Ano de eleição tudo pode acontecer

Para aumentar ainda mais as incertezas sobre 2026, ou instigar ainda mais a expectativa do mercado, teremos as eleições presidenciais.

O rumo do país será decidido em 2026. Desse modo, o mercado provavelmente estará volátil e com as movimentações da economia e eventualmente dos juros, as coisas podem ficar ainda mais turbulentas.

Se você for otimista

Considerando os pontos supracitados, podemos desenhar três linhas de raciocínio. Uma delas é otimista. Nessa linha identificamos a redução do IPCA e a possibilidade do BC iniciar uma movimentação de redução da Selic em 2026.

Sendo que estes cortes podem superar as expectativas do mercado, levando os juros ainda mais para baixo (quem sabe até próximo dos 10% ao ano). Nesse sentido, a bolsa provavelmente terá mais espaço para alta, favorecendo a entrada do investidor no mercado de renda variável.

Se você for pessimista

A segunda linha mostra um investidor mais pessimista. Nesse contexto, mesmo que haja um corte na Selic, devido às eleições e toda a turbulência que o Brasil vive e poderá viver, o investidor resolve manter uma posição mais defensiva no mercado, dando prioridade para os investimentos de renda fixa. Vale destacar que mesmo que a Selic caia até uns 10% ao ano (ponderando a visão otimista), o mercado de renda fixa continuará pagando 2 dígitos aos investidores. Fato que ainda é muito vantajoso.

Estratégico

Na linha mais estratégica, o investidor vai ponderar sua decisão de investimento alinhada com sua estratégia e não com base no contexto atual.

Então se a carteira possui uma alocação de 50% em renda fixa e 50% em renda variável, o investidor manterá essa estratégia em 2026, não importando se o mercado vai ou não crescer.

Lógico que alterações na estratégia poderão ser consideradas. De repente, analisando que a renda variável poderá crescer, o investidor pode reduzir sua participação na renda fixa para 40%, ou coisa do gênero.

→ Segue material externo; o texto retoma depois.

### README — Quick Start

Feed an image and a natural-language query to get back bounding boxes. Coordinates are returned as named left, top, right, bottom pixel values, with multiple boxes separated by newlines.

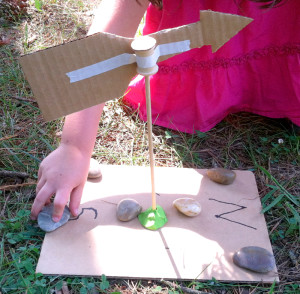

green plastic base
left=138, top=206, right=168, bottom=231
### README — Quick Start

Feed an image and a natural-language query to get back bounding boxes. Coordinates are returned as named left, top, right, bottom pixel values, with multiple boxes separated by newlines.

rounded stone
left=233, top=246, right=276, bottom=273
left=117, top=198, right=142, bottom=222
left=206, top=167, right=236, bottom=185
left=38, top=203, right=71, bottom=232
left=88, top=158, right=102, bottom=179
left=173, top=198, right=201, bottom=216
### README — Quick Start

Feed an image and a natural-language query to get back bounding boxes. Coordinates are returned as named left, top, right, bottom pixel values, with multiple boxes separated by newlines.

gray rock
left=233, top=246, right=276, bottom=273
left=173, top=198, right=201, bottom=216
left=38, top=203, right=71, bottom=232
left=117, top=198, right=142, bottom=222
left=206, top=167, right=236, bottom=185
left=88, top=158, right=102, bottom=179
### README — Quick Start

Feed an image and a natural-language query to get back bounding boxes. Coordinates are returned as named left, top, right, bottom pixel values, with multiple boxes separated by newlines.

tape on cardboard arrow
left=20, top=11, right=252, bottom=121
left=66, top=40, right=191, bottom=83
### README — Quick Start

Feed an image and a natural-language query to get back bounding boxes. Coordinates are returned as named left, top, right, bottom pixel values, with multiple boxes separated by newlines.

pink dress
left=125, top=0, right=300, bottom=133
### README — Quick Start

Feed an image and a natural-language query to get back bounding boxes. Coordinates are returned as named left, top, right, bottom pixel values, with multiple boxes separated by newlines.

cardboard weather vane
left=20, top=11, right=252, bottom=230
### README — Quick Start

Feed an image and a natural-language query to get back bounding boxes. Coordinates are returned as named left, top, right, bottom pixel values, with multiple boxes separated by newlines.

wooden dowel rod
left=145, top=76, right=156, bottom=210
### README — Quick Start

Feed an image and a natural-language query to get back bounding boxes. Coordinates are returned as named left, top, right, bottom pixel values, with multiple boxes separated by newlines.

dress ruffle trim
left=159, top=44, right=300, bottom=74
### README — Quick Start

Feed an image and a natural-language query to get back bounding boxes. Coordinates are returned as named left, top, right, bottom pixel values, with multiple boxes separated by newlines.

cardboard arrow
left=20, top=11, right=252, bottom=121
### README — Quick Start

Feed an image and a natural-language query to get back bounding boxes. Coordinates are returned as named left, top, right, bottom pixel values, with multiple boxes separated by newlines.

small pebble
left=206, top=167, right=236, bottom=185
left=38, top=203, right=70, bottom=232
left=173, top=198, right=201, bottom=216
left=233, top=246, right=276, bottom=273
left=88, top=158, right=102, bottom=179
left=117, top=199, right=142, bottom=222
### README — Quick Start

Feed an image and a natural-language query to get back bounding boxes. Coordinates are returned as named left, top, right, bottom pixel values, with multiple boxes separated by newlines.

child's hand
left=31, top=144, right=90, bottom=222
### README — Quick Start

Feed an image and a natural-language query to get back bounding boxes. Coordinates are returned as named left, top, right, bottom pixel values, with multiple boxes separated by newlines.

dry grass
left=0, top=0, right=300, bottom=294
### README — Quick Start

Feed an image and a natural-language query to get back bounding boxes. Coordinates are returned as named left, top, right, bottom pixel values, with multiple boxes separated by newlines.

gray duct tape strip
left=66, top=40, right=190, bottom=83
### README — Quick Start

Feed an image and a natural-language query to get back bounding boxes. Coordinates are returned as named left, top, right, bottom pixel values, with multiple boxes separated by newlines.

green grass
left=0, top=0, right=300, bottom=294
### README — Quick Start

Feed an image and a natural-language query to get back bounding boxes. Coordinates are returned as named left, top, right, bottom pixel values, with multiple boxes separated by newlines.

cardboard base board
left=36, top=166, right=279, bottom=283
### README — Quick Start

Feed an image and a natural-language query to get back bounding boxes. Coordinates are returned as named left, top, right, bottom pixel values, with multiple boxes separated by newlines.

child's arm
left=31, top=0, right=148, bottom=221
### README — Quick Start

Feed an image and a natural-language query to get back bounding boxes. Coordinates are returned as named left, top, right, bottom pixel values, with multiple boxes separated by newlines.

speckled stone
left=117, top=199, right=142, bottom=222
left=233, top=246, right=276, bottom=273
left=206, top=167, right=236, bottom=185
left=173, top=198, right=201, bottom=216
left=38, top=203, right=71, bottom=232
left=88, top=158, right=102, bottom=179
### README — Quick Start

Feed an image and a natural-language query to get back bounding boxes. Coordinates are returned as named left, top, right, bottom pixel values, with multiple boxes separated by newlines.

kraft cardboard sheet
left=36, top=165, right=278, bottom=283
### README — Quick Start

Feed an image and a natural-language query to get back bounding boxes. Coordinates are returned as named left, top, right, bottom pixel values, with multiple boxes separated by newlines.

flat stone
left=233, top=246, right=276, bottom=273
left=206, top=167, right=236, bottom=185
left=117, top=198, right=142, bottom=222
left=38, top=203, right=71, bottom=232
left=173, top=198, right=201, bottom=216
left=88, top=158, right=102, bottom=179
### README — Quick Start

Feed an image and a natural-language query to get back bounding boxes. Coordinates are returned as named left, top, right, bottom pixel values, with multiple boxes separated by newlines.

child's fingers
left=35, top=178, right=46, bottom=195
left=69, top=184, right=84, bottom=216
left=52, top=188, right=72, bottom=222
left=31, top=183, right=55, bottom=220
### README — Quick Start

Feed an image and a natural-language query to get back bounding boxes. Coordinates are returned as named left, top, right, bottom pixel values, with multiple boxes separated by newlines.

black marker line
left=208, top=198, right=257, bottom=230
left=69, top=207, right=98, bottom=220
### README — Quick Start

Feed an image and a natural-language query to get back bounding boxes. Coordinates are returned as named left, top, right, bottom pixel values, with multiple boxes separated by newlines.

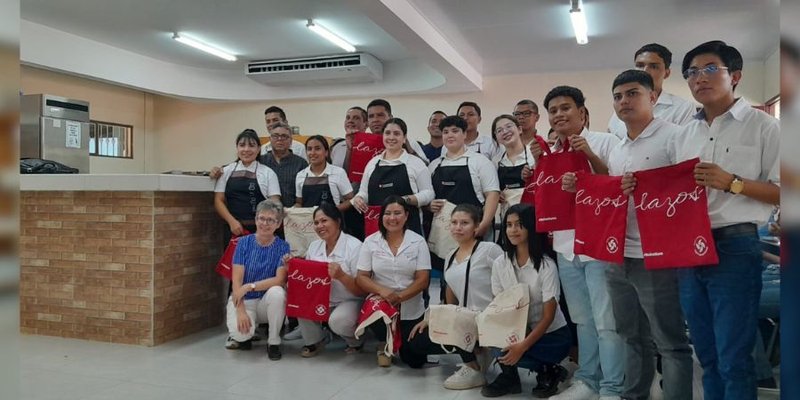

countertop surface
left=19, top=174, right=216, bottom=192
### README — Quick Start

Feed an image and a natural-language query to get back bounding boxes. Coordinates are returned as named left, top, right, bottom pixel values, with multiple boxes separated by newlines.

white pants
left=297, top=299, right=362, bottom=347
left=227, top=286, right=286, bottom=345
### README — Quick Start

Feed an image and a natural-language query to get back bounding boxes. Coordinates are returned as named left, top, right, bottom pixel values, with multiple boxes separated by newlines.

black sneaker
left=267, top=344, right=282, bottom=360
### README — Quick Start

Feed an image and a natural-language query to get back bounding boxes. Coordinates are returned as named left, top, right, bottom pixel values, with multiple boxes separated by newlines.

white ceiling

O importante da linha estratégica está associado ao desenho de uma carteira pré-definida, não importando contexto econômico, juros ou inflação. Já que em teoria, dentro dessa carteira já estarão posições e ativos que vão se beneficiar dos movimentos desses indicadores econômicos.

Conclusão

Voltamos à pergunta inicial, será que 2026 será o ano da renda variável? E a resposta: Não sabemos. Infelizmente não há como saber com exatidão se a bolsa de valores, Ibovespa, IFIX e demais ativos vão continuar valorizando em 2026.

Contudo, se a taxa de juro iniciar uma trajetória de queda, com perspectivas positivas para 2027, há possibilidades maiores com relação à alta do mercado de renda variável.

Mas, de qualquer forma, o mais prudente é ficar atento ao mercado, elaborando uma estratégia de longo prazo, visando estar preparado para diferentes cenários, até mesmo aqueles menos prováveis. 

Atenção: Este artigo tem caráter exclusivamente informativo e não representa, em hipótese alguma, recomendação de investimento. Caso o leitor decida investir em qualquer ativo citado — ou não —, o fará por sua conta e risco. A Oliver Investimentos e o autor deste artigo não se responsabilizam por eventuais perdas, decisões ou interpretações decorrentes do uso das informações aqui apresentadas.